使用したネオジム磁石はハードディスクドライブのカンチレバーの根元に使われていたもので、十数年前に秋葉原で1個300円で購入したジャンク品です(図1、写真2参照)。このネオジム磁石1個を単振動している力学台車に固定したアルミ板に2〜3mmの距離に近づけるだけで、力学台車の単振動が急激に減衰しすぐに止まってしまいます。例会当日はこのネオジム磁石を持ってくるのを忘れてしまい、ネオジム磁石2個のN極、S極が約4mmの間隔で向かい合うように取り付けた木枠(図2、写真3参照)だけを持ってきたために、この木枠に取り付けたネオジム磁石2個で力学台車に固定したアルミ板を挟み込むようにして実験しました。この状態で力学台車を振動させると、1往復する前に力学台車は急激に減速し、静止してしまいます(写真4参照)。アルミ板に生じた渦電流に対してネオジム磁石による磁場がはたらき、ブレーキがかかる(いわゆる「電磁制動」)ためです。また、静止した力学台車に固定したアルミ板を木枠に取り付けたネオジム磁石2個で挟み込みながら、ネオジム磁石を単振動させると力学台車がその動きに引きずられるように単振動します。

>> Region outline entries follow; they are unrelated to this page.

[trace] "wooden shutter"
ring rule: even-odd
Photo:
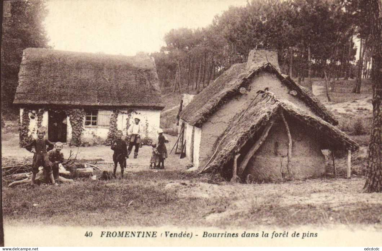
[[[100,110],[98,111],[98,121],[97,125],[110,125],[110,115],[112,111],[106,110]]]

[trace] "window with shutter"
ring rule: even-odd
[[[86,112],[86,115],[85,118],[85,125],[86,126],[96,126],[98,111],[93,110],[87,110]]]
[[[102,110],[98,111],[98,125],[107,126],[110,125],[111,114],[111,111]]]

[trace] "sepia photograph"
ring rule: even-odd
[[[2,4],[0,245],[382,244],[380,0]]]

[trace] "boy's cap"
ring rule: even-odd
[[[46,132],[47,128],[45,126],[41,126],[41,127],[39,127],[37,128],[37,132],[42,132],[43,133],[45,133]]]

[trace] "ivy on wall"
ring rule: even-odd
[[[82,143],[81,136],[84,130],[84,118],[86,112],[83,109],[71,109],[65,112],[69,117],[72,127],[72,137],[69,144],[80,146]]]
[[[111,145],[112,143],[116,138],[116,136],[117,131],[118,130],[117,126],[118,115],[119,114],[125,114],[128,115],[127,117],[126,118],[126,131],[127,132],[129,129],[129,128],[130,127],[130,120],[133,116],[133,114],[134,113],[135,113],[136,114],[138,114],[135,111],[131,109],[129,109],[126,112],[121,111],[117,109],[113,110],[113,113],[110,115],[110,123],[109,127],[109,132],[107,134],[107,138],[105,142],[105,144],[106,145]],[[147,119],[146,120],[145,125],[146,126],[146,134],[147,135],[147,128],[149,127],[149,123]],[[129,144],[130,142],[130,136],[126,135],[125,138],[125,140],[128,144]],[[151,145],[152,143],[153,140],[152,139],[146,137],[142,139],[142,143],[143,143],[143,144]]]
[[[39,109],[36,113],[37,115],[37,128],[41,127],[42,125],[42,118],[44,118],[44,112],[45,110],[44,108]]]
[[[29,125],[31,121],[29,117],[29,113],[31,111],[28,109],[24,109],[21,115],[21,121],[19,126],[19,137],[20,139],[19,144],[22,147],[25,147],[32,140],[32,135],[28,135],[29,133]]]
[[[117,122],[118,120],[118,114],[119,114],[119,110],[116,109],[113,110],[113,113],[110,115],[110,123],[109,126],[109,132],[107,134],[107,138],[105,141],[105,144],[106,145],[110,145],[115,140],[117,131]]]

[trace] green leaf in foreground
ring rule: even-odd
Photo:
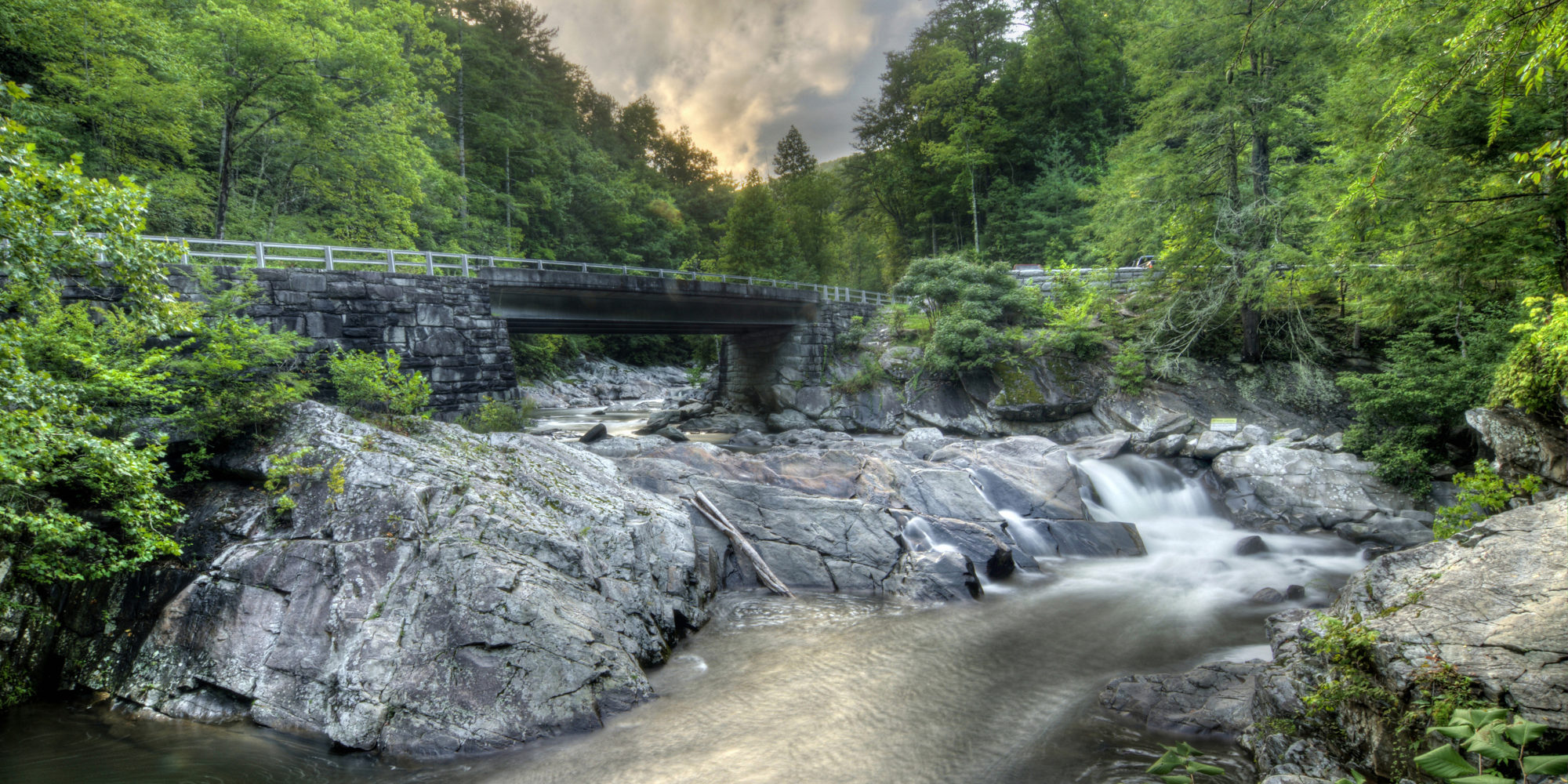
[[[1524,775],[1526,776],[1562,776],[1568,773],[1568,754],[1551,756],[1551,757],[1524,757]]]
[[[1479,773],[1475,765],[1466,762],[1465,756],[1460,754],[1460,750],[1454,746],[1438,746],[1416,757],[1416,765],[1421,765],[1421,770],[1425,770],[1441,779],[1455,779]]]

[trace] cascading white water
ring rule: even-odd
[[[0,781],[1131,781],[1170,739],[1107,721],[1096,695],[1110,679],[1267,655],[1262,618],[1279,607],[1248,597],[1298,583],[1314,588],[1309,601],[1323,599],[1314,583],[1361,561],[1338,539],[1284,535],[1262,535],[1267,554],[1236,555],[1251,532],[1218,516],[1203,488],[1171,467],[1123,456],[1080,469],[1098,499],[1091,514],[1137,524],[1146,557],[1055,558],[1038,521],[999,510],[1018,549],[1046,555],[1040,561],[1055,580],[1025,575],[986,585],[983,602],[944,607],[726,594],[707,627],[649,674],[660,699],[607,717],[591,734],[406,770],[325,746],[279,746],[257,731],[113,724],[127,743],[82,713],[9,724],[0,713]],[[939,525],[919,517],[903,535],[913,549],[949,546]],[[1256,781],[1245,754],[1217,748],[1206,759],[1226,770],[1221,784]]]
[[[1237,543],[1254,532],[1237,530],[1209,502],[1203,486],[1176,469],[1132,455],[1087,459],[1079,469],[1090,478],[1098,521],[1132,522],[1148,557],[1098,561],[1074,569],[1090,582],[1142,583],[1179,599],[1187,613],[1210,613],[1248,601],[1261,588],[1284,591],[1303,585],[1323,599],[1323,575],[1348,574],[1361,566],[1350,544],[1323,536],[1261,533],[1267,552],[1237,555]]]

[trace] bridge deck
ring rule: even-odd
[[[486,268],[511,332],[739,334],[811,323],[818,292],[737,282]]]

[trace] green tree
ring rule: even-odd
[[[0,552],[39,583],[103,577],[179,554],[163,439],[122,433],[125,417],[99,408],[166,401],[165,354],[136,358],[121,339],[177,328],[185,314],[158,287],[163,259],[136,240],[143,191],[83,177],[80,158],[45,165],[24,132],[0,118],[0,237],[9,240],[0,304],[16,312],[0,321]],[[105,237],[86,237],[91,229]],[[60,279],[72,273],[124,281],[124,310],[94,320],[86,306],[63,307]]]
[[[1127,263],[1157,254],[1168,296],[1159,347],[1182,354],[1237,329],[1243,361],[1264,358],[1273,317],[1286,356],[1322,351],[1301,315],[1314,281],[1311,212],[1298,187],[1327,75],[1336,6],[1176,0],[1146,8],[1127,42],[1138,127],[1112,152],[1094,234]]]
[[[817,171],[817,157],[795,125],[778,143],[773,172],[778,177],[770,185],[789,234],[787,248],[795,256],[792,267],[806,273],[804,281],[833,281],[837,234],[831,213],[834,180]]]
[[[718,268],[729,274],[801,279],[790,257],[789,235],[778,202],[757,169],[746,174],[735,204],[724,218]]]
[[[1007,326],[1038,325],[1040,293],[1000,263],[938,256],[909,265],[892,290],[914,296],[930,318],[924,362],[942,373],[991,367],[1010,354]]]

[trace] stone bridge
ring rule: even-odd
[[[182,296],[202,296],[202,278],[252,276],[259,296],[251,317],[315,339],[317,353],[397,351],[405,367],[426,375],[439,412],[516,394],[511,334],[728,336],[718,376],[734,397],[748,384],[776,384],[779,373],[809,373],[834,325],[847,323],[844,314],[892,301],[878,292],[624,265],[149,240],[179,243],[191,262],[169,267]],[[114,299],[118,292],[72,285],[66,296]]]

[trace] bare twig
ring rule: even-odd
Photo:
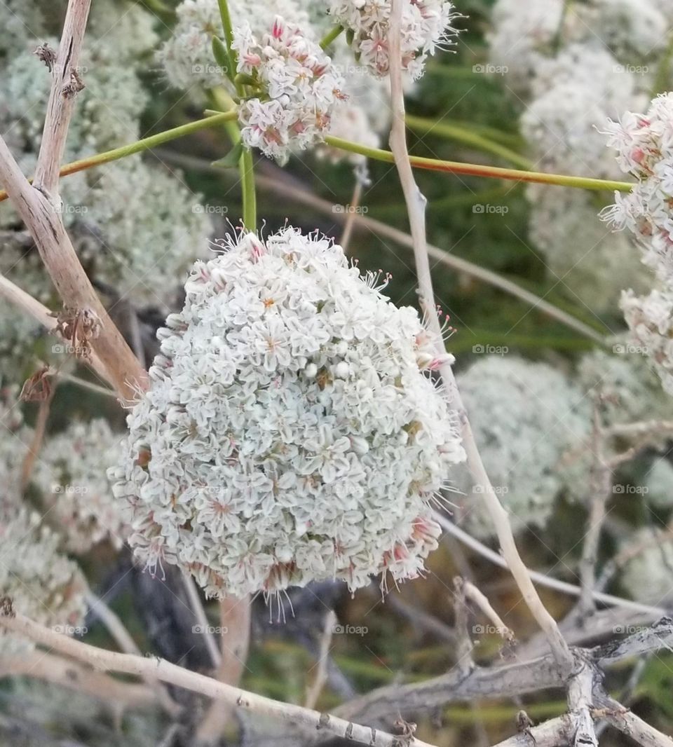
[[[460,583],[462,585],[465,599],[468,599],[474,604],[476,604],[477,607],[481,610],[482,613],[486,616],[486,619],[493,623],[493,625],[499,636],[501,636],[506,641],[510,642],[513,641],[515,637],[514,633],[504,624],[500,616],[493,609],[491,603],[486,598],[486,595],[483,594],[477,588],[477,586],[475,586],[474,583],[471,583],[470,581],[465,581],[463,579],[460,579]]]
[[[56,387],[54,386],[49,389],[46,397],[40,403],[40,407],[37,410],[37,418],[35,421],[35,427],[33,430],[33,438],[28,447],[28,452],[25,455],[21,467],[20,490],[22,494],[31,481],[31,475],[33,473],[33,468],[35,466],[35,460],[37,459],[37,455],[42,448],[47,421],[49,419],[49,412],[52,409],[52,400],[54,399],[55,394]]]
[[[406,133],[404,125],[404,91],[402,85],[402,56],[400,52],[402,5],[401,0],[392,0],[388,36],[388,55],[390,60],[391,99],[393,110],[390,147],[395,159],[400,175],[402,189],[409,216],[412,238],[414,240],[414,257],[418,275],[418,289],[421,304],[425,312],[430,329],[436,336],[438,355],[446,357],[439,317],[435,306],[432,280],[426,242],[425,205],[426,199],[414,179],[409,152],[406,148]],[[459,413],[463,446],[468,457],[468,465],[477,485],[483,489],[483,496],[489,513],[493,520],[497,538],[507,565],[514,576],[517,586],[533,617],[547,635],[549,645],[559,666],[569,673],[573,665],[573,657],[559,632],[556,621],[548,612],[538,595],[537,591],[528,575],[528,571],[521,560],[514,541],[507,512],[503,508],[495,491],[493,489],[484,468],[477,442],[472,433],[470,421],[461,400],[456,385],[451,366],[445,364],[440,369],[449,397]]]
[[[574,727],[574,747],[598,747],[592,716],[595,669],[589,661],[578,658],[580,669],[570,680],[568,708]]]
[[[33,298],[25,291],[22,291],[18,285],[15,285],[10,280],[8,280],[4,275],[0,275],[0,296],[6,298],[10,303],[21,309],[29,316],[31,316],[39,322],[52,335],[60,337],[64,342],[68,342],[63,338],[57,329],[58,322],[56,317],[46,306],[43,306],[40,301]],[[85,362],[96,373],[105,381],[110,381],[110,377],[105,367],[100,359],[93,353],[89,359]]]
[[[483,557],[490,560],[491,562],[500,568],[506,568],[507,563],[505,559],[487,547],[483,542],[468,534],[459,527],[456,527],[453,521],[450,521],[438,512],[434,512],[432,516],[444,529],[445,529],[452,536],[459,539],[462,542],[471,548],[475,552],[479,553]],[[546,576],[544,573],[538,571],[528,570],[531,579],[541,586],[548,589],[553,589],[555,591],[561,592],[563,594],[570,594],[573,596],[579,596],[581,593],[581,588],[574,583],[568,583],[567,581],[561,581],[557,578],[552,578]],[[655,618],[667,615],[669,610],[666,607],[653,607],[649,604],[642,604],[640,602],[634,602],[631,599],[623,599],[621,597],[615,597],[612,594],[604,594],[602,592],[594,591],[593,598],[604,604],[610,604],[615,607],[624,607],[625,610],[632,610],[634,612],[641,613],[645,615],[651,615]]]
[[[250,599],[226,597],[220,602],[222,657],[215,677],[228,685],[236,685],[241,679],[248,655],[250,637]],[[210,707],[196,731],[196,743],[215,744],[231,721],[235,708],[219,701]]]
[[[325,624],[323,626],[323,633],[320,636],[320,645],[317,652],[317,663],[315,667],[315,676],[313,683],[306,693],[304,705],[307,708],[314,708],[320,698],[325,683],[327,681],[327,663],[329,661],[329,648],[332,645],[332,636],[334,634],[334,626],[337,617],[333,610],[329,610],[325,616]]]
[[[72,97],[65,90],[76,73],[76,63],[90,0],[70,0],[63,36],[54,68],[52,90],[38,167],[31,186],[4,140],[0,137],[0,182],[33,237],[40,255],[61,296],[66,311],[86,315],[99,327],[93,347],[122,400],[134,401],[146,385],[146,374],[101,303],[68,236],[52,193],[58,183],[59,160],[67,135]],[[67,76],[64,80],[63,75]]]
[[[52,90],[33,184],[54,205],[58,199],[58,172],[75,106],[74,94],[80,90],[78,65],[91,0],[70,0],[68,3],[58,52],[50,66]]]
[[[612,698],[607,696],[601,698],[600,704],[601,707],[595,710],[594,716],[604,719],[642,747],[673,747],[673,739],[650,726]]]
[[[45,651],[23,651],[20,656],[3,654],[0,678],[31,677],[61,687],[85,692],[111,705],[147,708],[158,704],[157,693],[146,685],[121,682],[100,672]]]
[[[329,713],[320,713],[301,706],[264,698],[184,669],[164,659],[119,654],[75,640],[33,622],[22,615],[14,614],[11,611],[10,601],[6,598],[0,600],[0,626],[66,656],[72,657],[96,669],[125,672],[137,677],[155,677],[162,682],[199,692],[220,703],[226,703],[232,708],[308,727],[314,734],[322,731],[324,734],[335,734],[342,739],[370,747],[400,747],[400,737],[387,732],[361,726]],[[125,684],[124,686],[129,686]],[[415,740],[413,746],[432,747],[420,740]]]
[[[120,649],[125,654],[135,654],[137,656],[141,656],[140,649],[136,645],[131,633],[103,600],[97,597],[90,589],[87,589],[84,597],[89,609],[105,626],[108,632],[117,642]],[[146,678],[145,681],[150,687],[156,690],[157,700],[167,713],[175,716],[180,713],[182,710],[182,707],[170,697],[168,691],[156,678]]]
[[[601,423],[599,403],[594,403],[593,412],[594,462],[591,471],[589,488],[592,492],[586,533],[580,560],[580,580],[582,592],[580,595],[578,612],[588,615],[595,609],[593,596],[596,584],[596,563],[598,561],[598,545],[605,521],[606,506],[612,487],[612,474],[608,464],[605,438]]]
[[[182,574],[182,583],[187,593],[187,600],[189,602],[190,608],[196,618],[202,635],[205,636],[205,647],[208,648],[211,661],[213,663],[213,669],[217,669],[222,663],[222,654],[220,653],[214,636],[211,632],[211,626],[205,616],[203,605],[201,604],[201,598],[199,596],[199,589],[196,588],[193,578],[188,573]]]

円板型のネオジム磁石を鉛直に立てたアルミパイプの中に入れてそっと落下させ、アルミパイプの中を見ると、ネオジム磁石がゆらゆら揺れながらゆっくりと落下していきます。この実験はよく知られた実験ですが、アルミパイプの中を落下していくネオジム磁石を見ることができるのは、ビデオカメラでも使わない限り、基本的には一人だけです。それに対して、上記のように、押しばねを取り付けて単振動している力学台車に固定したアルミ板にネオジム磁石を近づけて「電磁制動」によって急激にブレーキがかかることを見せる実験は生徒全員に同時に見せることができるので、能率的です。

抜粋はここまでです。